ZENworks Configuration Management Windows Group Policy:

1. On the management console device from where you choose to launch the ZENworks Control Center, copy and paste the following information in to a new file named removable_storage.adm.
   

   ################################################################################################################################################
   CLASS MACHINE
   CATEGORY !!category
    CATEGORY !!categoryname
     POLICY !!policynameusb
      KEYNAME "SYSTEM\CurrentControlSet\Services\USBSTOR"
      EXPLAIN !!explaintextusb
        PART !!labeltextusb DROPDOWNLIST REQUIRED
    
          VALUENAME "Start"
          ITEMLIST
           NAME !!Disabled VALUE NUMERIC 3 DEFAULT
           NAME !!Enabled VALUE NUMERIC 4
          END ITEMLIST
        END PART
      END POLICY
     POLICY !!policynamecd
      KEYNAME "SYSTEM\CurrentControlSet\Services\Cdrom"

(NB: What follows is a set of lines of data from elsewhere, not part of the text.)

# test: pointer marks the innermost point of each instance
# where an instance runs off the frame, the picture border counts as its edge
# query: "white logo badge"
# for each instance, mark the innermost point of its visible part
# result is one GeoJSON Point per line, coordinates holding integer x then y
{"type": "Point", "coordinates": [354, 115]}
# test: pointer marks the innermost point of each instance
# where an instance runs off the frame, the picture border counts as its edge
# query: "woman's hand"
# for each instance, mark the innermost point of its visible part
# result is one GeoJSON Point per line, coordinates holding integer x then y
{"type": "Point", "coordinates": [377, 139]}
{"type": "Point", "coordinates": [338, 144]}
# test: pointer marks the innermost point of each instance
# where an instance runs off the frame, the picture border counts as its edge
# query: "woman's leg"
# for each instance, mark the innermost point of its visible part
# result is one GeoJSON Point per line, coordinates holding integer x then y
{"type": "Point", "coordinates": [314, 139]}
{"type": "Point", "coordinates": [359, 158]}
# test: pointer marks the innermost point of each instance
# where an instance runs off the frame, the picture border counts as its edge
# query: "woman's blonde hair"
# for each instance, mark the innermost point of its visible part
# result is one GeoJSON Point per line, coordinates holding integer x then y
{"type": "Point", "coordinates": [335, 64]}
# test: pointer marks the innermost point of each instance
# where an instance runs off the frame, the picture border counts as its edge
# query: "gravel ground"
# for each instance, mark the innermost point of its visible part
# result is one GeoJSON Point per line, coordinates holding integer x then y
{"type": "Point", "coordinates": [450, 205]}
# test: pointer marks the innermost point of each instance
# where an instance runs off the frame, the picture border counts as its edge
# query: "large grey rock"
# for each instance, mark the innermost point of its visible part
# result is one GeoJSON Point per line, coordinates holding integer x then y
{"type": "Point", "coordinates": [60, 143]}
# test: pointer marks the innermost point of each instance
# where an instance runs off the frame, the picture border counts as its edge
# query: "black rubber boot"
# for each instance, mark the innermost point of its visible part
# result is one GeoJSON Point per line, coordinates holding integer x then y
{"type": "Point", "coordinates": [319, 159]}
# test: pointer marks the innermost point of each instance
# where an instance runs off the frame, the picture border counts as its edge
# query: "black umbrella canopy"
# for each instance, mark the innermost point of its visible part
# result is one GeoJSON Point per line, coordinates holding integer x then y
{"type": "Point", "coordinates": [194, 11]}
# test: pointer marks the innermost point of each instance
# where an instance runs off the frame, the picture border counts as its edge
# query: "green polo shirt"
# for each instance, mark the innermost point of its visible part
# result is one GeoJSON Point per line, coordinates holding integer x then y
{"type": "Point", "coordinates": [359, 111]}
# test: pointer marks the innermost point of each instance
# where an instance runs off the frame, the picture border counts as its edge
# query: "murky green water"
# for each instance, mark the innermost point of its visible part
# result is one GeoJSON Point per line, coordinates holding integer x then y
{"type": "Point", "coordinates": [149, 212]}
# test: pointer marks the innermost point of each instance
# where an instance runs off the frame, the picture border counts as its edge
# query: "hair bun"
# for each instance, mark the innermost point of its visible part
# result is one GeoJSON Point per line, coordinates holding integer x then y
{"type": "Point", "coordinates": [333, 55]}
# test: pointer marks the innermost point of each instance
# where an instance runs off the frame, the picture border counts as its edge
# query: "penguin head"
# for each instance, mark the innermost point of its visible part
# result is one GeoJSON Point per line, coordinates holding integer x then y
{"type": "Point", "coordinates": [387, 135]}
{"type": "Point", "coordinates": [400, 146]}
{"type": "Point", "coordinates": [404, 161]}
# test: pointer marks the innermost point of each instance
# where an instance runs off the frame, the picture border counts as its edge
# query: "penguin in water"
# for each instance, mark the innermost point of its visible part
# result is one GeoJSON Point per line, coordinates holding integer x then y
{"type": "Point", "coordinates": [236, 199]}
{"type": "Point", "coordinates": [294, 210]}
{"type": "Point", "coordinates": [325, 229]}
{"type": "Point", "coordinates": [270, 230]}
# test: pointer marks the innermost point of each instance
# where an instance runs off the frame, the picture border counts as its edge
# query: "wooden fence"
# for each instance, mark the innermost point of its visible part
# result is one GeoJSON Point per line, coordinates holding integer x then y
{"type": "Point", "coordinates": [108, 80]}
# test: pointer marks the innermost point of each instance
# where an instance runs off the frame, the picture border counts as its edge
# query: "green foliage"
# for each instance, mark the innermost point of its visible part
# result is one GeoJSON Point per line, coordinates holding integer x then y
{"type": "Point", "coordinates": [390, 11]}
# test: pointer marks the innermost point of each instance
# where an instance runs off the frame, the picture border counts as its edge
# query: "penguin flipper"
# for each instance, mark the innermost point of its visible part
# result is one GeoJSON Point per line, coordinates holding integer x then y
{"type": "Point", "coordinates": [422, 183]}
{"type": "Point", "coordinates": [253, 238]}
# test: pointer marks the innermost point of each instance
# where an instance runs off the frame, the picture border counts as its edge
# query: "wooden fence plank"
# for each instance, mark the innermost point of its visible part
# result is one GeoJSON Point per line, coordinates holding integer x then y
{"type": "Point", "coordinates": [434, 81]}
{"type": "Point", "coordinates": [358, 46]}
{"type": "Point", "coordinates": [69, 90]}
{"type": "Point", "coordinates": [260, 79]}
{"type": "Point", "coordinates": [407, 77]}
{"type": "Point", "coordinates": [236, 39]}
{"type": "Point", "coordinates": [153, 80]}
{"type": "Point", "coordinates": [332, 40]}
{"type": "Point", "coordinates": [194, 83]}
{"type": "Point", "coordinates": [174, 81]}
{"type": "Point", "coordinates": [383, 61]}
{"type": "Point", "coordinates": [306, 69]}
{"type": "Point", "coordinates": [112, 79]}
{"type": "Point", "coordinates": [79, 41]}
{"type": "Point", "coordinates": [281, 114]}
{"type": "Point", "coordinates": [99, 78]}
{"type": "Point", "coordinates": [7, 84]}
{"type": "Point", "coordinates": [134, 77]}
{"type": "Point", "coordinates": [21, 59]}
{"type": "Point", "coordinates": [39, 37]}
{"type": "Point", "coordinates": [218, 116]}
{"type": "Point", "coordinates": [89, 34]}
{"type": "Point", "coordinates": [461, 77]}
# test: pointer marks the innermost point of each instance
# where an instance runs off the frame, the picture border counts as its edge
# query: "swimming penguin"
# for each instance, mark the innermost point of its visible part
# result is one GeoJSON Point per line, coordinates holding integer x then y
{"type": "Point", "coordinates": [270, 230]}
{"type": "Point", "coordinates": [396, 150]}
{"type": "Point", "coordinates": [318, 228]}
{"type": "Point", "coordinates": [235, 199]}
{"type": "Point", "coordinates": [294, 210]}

      EXPLAIN !!explaintextcd
        PART !!labeltextcd DROPDOWNLIST REQUIRED
    
          VALUENAME "Start"
          ITEMLIST
           NAME !!Disabled VALUE NUMERIC 1 DEFAULT
           NAME !!Enabled VALUE NUMERIC 4
          END ITEMLIST
        END PART
      END POLICY
     POLICY !!policynameflpy
      KEYNAME "SYSTEM\CurrentControlSet\Services\Flpydisk"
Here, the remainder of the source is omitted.